No, actually, it is bizarre; most compilers for most languages do numeric constants inline, right into the machine code. This is both faster (saves memory accesses, frees up cache, often allows smaller opcodes which also frees up cache) and not, you know, completely insane.

OK. But then why does Fortran (at least through Fortran 77) behave this way? It doesn’t sound like it’s just one or two outlier compilers or systems, but rather typical behavior for Fortran (again, at least through Fortran 77).

It’s in the language spec, so it’s not up to the compiler designer. It probably seemed like a good idea at the time in the meeting where they decided this, somebody probably brought up some obscure scenario where this would be necessary or more elegant and everybody went “oh, yeah!” And then made it part of the spec.
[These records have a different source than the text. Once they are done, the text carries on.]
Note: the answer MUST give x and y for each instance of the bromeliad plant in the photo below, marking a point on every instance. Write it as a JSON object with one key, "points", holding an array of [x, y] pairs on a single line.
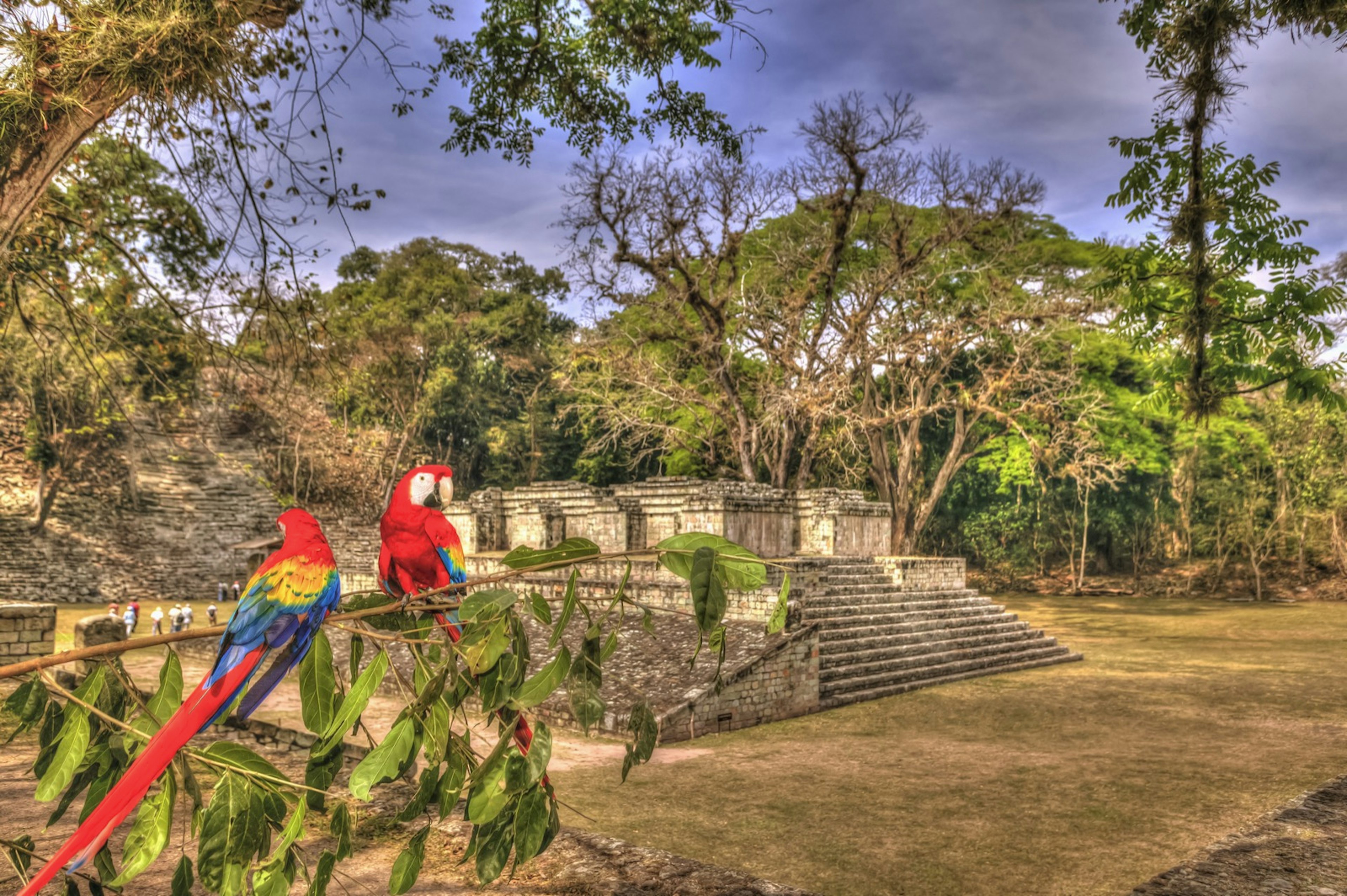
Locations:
{"points": [[251, 828]]}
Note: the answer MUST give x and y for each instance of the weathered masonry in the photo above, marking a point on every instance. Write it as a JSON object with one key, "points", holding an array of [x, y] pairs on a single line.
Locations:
{"points": [[861, 628], [768, 521], [26, 631]]}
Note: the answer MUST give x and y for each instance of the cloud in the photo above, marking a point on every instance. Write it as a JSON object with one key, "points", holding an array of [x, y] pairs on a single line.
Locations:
{"points": [[1040, 83]]}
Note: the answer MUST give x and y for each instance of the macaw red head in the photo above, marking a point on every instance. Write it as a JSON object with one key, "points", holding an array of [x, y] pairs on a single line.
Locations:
{"points": [[430, 486]]}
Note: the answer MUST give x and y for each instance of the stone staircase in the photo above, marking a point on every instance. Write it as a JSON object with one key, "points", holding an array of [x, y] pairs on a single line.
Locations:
{"points": [[882, 636]]}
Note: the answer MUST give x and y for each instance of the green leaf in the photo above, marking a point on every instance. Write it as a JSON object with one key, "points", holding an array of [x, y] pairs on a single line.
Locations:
{"points": [[407, 865], [584, 685], [646, 734], [736, 566], [452, 783], [487, 604], [531, 820], [271, 880], [436, 729], [224, 829], [237, 756], [539, 752], [386, 762], [355, 704], [709, 600], [27, 705], [95, 764], [322, 875], [426, 790], [778, 622], [340, 828], [320, 773], [319, 685], [390, 622], [488, 795], [497, 685], [182, 878], [539, 686], [71, 750], [539, 608], [295, 829], [484, 644], [568, 611], [18, 857], [494, 845], [357, 653], [572, 549], [150, 833]]}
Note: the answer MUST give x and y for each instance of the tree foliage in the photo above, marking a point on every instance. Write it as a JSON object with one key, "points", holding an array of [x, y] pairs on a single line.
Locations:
{"points": [[251, 825], [1187, 294]]}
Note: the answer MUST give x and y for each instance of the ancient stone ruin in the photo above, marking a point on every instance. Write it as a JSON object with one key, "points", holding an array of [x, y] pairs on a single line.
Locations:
{"points": [[864, 626]]}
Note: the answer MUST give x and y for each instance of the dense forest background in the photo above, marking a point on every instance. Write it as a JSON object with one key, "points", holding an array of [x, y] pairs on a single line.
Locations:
{"points": [[873, 314]]}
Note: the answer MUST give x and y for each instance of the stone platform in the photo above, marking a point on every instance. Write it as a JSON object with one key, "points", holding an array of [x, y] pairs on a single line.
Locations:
{"points": [[861, 628]]}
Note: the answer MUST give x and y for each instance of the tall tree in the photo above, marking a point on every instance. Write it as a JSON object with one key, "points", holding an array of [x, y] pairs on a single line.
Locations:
{"points": [[242, 89], [91, 320], [1187, 294], [453, 351]]}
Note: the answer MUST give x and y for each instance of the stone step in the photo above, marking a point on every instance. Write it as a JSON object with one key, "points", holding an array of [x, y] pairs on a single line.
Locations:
{"points": [[935, 654], [857, 579], [856, 569], [888, 643], [954, 665], [903, 688], [891, 588], [841, 615], [941, 643], [850, 627], [818, 601], [860, 641]]}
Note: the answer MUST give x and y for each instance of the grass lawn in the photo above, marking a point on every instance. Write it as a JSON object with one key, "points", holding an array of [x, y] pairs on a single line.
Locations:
{"points": [[1186, 720], [71, 614]]}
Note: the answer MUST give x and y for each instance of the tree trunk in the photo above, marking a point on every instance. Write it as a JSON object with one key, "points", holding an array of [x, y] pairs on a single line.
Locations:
{"points": [[46, 499], [1085, 543], [27, 172]]}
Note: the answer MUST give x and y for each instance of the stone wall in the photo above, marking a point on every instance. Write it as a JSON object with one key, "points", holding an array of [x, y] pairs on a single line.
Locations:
{"points": [[926, 573], [158, 526], [26, 630], [768, 521], [780, 684], [651, 584]]}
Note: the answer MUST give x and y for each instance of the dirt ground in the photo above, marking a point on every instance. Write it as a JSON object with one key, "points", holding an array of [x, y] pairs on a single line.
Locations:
{"points": [[1188, 720]]}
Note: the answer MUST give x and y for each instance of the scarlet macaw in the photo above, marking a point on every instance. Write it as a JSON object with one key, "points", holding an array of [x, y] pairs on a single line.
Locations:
{"points": [[420, 550], [286, 603]]}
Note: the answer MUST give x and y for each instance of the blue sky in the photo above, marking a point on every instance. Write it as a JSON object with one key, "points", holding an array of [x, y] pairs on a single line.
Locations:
{"points": [[1042, 84]]}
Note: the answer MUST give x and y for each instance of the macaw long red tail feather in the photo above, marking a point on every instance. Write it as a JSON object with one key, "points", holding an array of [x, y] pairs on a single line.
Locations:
{"points": [[523, 734], [193, 716]]}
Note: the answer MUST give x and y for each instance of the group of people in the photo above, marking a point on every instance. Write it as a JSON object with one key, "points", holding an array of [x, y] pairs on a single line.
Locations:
{"points": [[180, 617], [130, 617]]}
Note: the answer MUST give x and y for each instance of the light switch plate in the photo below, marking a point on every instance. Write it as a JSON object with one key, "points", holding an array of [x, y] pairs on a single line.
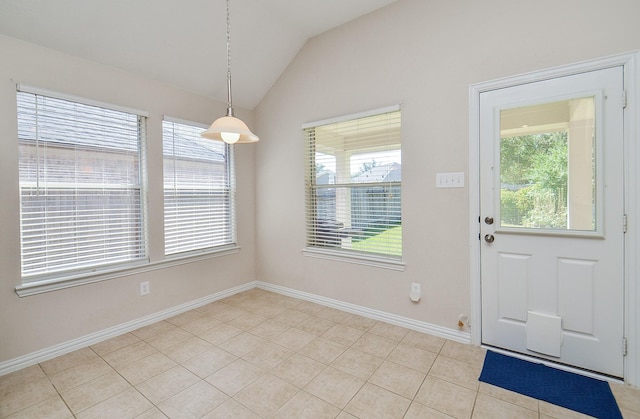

The other possibility is that it was decided first that all formal parameters be passed be reference, and not value, so rather than change the spec to allow for primitives to have different behavior, they wrote a clause in there to the effect of, “yes, even integers” because they thought it would make it easier on the compiler designer.

This is what happened: In FORTRAN, everything is passed by reference* and they didn’t exclude integer literals from that dictate.

*(As opposed to how it works in C, where everything is passed by value and you have to explicitly create references (usually called pointers) which are then, you guessed it, passed by value. Don’t ask about call-by-name semantics unless you want your brain to melt a little bit; nobody uses it anymore.)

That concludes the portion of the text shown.